Utilizing a rising trend in the theater world, Men on Boats gender bends all of the roles, having the entire male cast of characters played by women. Although conceived with that decision in mind, in the hands of this cast, it just doesn’t work. The majority of the comedy comes at the expense of how a group of manly explorers would react to various obstacles they encounter (a one armed man climbing a cliff, a hardened explorer reacting to a rattle snake for the first time, and the group going over a waterfall, among other events). Unfortunately, those moments don’t carry the same comedic weight when it is a group of women.
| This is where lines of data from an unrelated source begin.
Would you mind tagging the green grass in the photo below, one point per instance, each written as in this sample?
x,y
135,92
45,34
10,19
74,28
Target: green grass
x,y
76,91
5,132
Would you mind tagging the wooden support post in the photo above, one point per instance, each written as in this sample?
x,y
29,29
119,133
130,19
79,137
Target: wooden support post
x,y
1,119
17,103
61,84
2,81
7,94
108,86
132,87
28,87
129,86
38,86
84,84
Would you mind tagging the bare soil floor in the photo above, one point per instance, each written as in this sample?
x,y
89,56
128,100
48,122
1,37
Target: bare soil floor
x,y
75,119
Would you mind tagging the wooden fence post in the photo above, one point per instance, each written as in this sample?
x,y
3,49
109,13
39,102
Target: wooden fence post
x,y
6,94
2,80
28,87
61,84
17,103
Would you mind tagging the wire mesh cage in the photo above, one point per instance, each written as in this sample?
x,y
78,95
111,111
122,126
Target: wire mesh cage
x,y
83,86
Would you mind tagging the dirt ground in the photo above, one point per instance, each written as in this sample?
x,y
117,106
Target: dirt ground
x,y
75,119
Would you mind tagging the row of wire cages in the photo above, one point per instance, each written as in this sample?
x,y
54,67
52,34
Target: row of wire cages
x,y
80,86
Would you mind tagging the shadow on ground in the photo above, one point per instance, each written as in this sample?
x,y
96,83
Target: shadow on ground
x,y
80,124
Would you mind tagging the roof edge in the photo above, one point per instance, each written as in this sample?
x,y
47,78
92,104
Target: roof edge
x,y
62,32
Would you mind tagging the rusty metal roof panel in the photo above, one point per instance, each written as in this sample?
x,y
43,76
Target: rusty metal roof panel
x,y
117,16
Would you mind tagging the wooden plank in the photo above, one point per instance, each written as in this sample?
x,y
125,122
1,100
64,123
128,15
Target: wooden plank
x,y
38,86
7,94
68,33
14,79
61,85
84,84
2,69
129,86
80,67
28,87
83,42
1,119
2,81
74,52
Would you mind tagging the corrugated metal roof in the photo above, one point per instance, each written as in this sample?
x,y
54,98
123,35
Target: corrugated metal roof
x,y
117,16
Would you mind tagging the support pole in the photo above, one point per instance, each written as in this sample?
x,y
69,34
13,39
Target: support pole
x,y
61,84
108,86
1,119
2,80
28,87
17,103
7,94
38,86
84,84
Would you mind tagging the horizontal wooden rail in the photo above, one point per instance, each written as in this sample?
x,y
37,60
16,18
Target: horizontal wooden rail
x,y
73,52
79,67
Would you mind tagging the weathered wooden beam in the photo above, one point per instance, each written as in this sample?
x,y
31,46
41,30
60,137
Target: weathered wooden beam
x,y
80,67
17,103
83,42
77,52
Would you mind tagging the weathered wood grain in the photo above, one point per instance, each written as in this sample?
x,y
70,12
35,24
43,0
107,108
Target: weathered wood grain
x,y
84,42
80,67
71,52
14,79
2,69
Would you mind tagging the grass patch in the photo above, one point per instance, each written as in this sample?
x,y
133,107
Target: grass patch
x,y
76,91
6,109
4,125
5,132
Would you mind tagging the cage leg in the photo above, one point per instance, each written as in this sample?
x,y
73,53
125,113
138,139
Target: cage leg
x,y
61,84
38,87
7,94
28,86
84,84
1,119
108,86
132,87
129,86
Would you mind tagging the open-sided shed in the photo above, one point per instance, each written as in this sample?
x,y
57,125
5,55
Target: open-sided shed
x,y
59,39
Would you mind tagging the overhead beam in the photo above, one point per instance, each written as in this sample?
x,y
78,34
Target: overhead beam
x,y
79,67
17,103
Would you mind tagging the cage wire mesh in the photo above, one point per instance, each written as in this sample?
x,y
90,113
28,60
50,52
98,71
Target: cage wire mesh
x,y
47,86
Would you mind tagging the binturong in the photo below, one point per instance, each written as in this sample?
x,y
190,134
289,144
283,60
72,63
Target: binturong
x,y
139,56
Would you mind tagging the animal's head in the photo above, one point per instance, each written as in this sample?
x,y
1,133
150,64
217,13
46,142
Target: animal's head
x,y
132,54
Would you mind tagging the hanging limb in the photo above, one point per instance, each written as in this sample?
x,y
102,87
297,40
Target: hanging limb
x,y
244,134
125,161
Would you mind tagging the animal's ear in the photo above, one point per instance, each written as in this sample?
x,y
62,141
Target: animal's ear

Men on Boats bulls itself as a comedy but it should be classified as a dram-odey instead. The material it deals with is often heavy and tragic but the show focuses so heavily on the comedy aspects that it comes across as feeling very one note, often making light of their downfalls. Thus forcing the audience to give up their ability to sympathize with the characters when they are dealt a debilitating blow and instead driven to releasing uncomfortable giggles because they were played for laughs, making the truly comedic moments of the show less impactful.

Among the cast of ten women, the major standout was Lois Estell who truly stole every interaction she was apart of. Magnetic and hilarious, Estell drew on her physical comedy just as much as her wild accents that she dons throughout the show. Although the remainder of the cast soldiers through, they simply can’t keep up to Estell’s prowess.

Staging a show that takes place on a river can prove  a difficult feat when in the round because the audience is never given enough of a change in the setting of the story to convey their movement but Theatre in the Round does their best by moving the actors around the theater, sometimes behind sections of the audience. A viable option but it forces some of the crowd to miss each location, thus tempering the experience.

Theatre in the Round’s Men On Boats unfortunately feels very meta at times, a boat going down and taking the crew (and audience) with it.